Instead of searching for the perfect cup of coffee, Reacher is sleeping on a tour bus crossing South Dakota in a deadly blizzard when a brush of fate slams the bus into a ditch and lands him in a small town with a big problem. A biker gang has settled outside of town and is selling meth. A retired librarian is the star eyewitness to busting up the gang and is under watch 24/7 by the local police who expect a big gun to come to town to take out the witness. But the police are under orders to cover the nearby prison if the prison siren goes off, leaving their storybook grandma witness unprotected.
Know anyone with previous bodyguard experience? Or Secret Service experience? Or FBI experience? Or can dig swimming pools by hand? Perhaps lacking in social skills with fists as big as hams?
Child’s distinctive voice is spare yet nails the key details that create rich scenes with a minimum of words that consistently place his novels on The New York Times top ten lists. He wields South Dakota weather as a deadly secondary character. The freezing temperature combined with wind chill is ominous every time a person steps outside. I found it more threatening to Reacher’s life than the Mexican drug lord who holds a Heckler &Koch MP5 to Reacher’s face. Of course Reacher evens those odds with a flashlight, brains, and brute strength.
Reminiscent of Bill Bixby on TV as the homeless Incredible Hulk, in each novel Reacher steps up when strangers need his unusual talents and then he moves on, leaving me to picture lonely Bill Bixby trudging down the road at the end of each TV episode, the poignant theme song playing in my head. But that is not the way 61 HOURS ends. I won’t give spoilers, but I will say my jaw dropped at the end of this book. Fans will call 61 HOURS one of the most surprising books of 2010.
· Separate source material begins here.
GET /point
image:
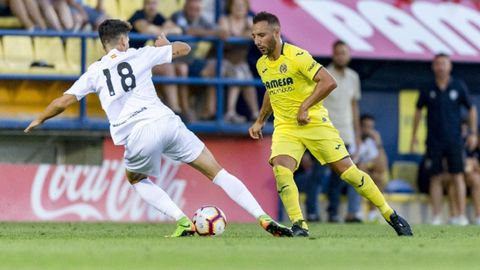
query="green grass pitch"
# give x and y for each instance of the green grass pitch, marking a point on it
(242, 246)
61 HOURS will be published in the US on May 18, 2010. Yep, I got an advance reader’s copy and will consider large monetary bribes for a peek at it. If you want to pay steep shipping fees to get your hands on an early copy, the book will be available in Australia on March 10th and in the UK on March 18th. Lee Child will be the featured author of the month on TheNovelBlog.com in May.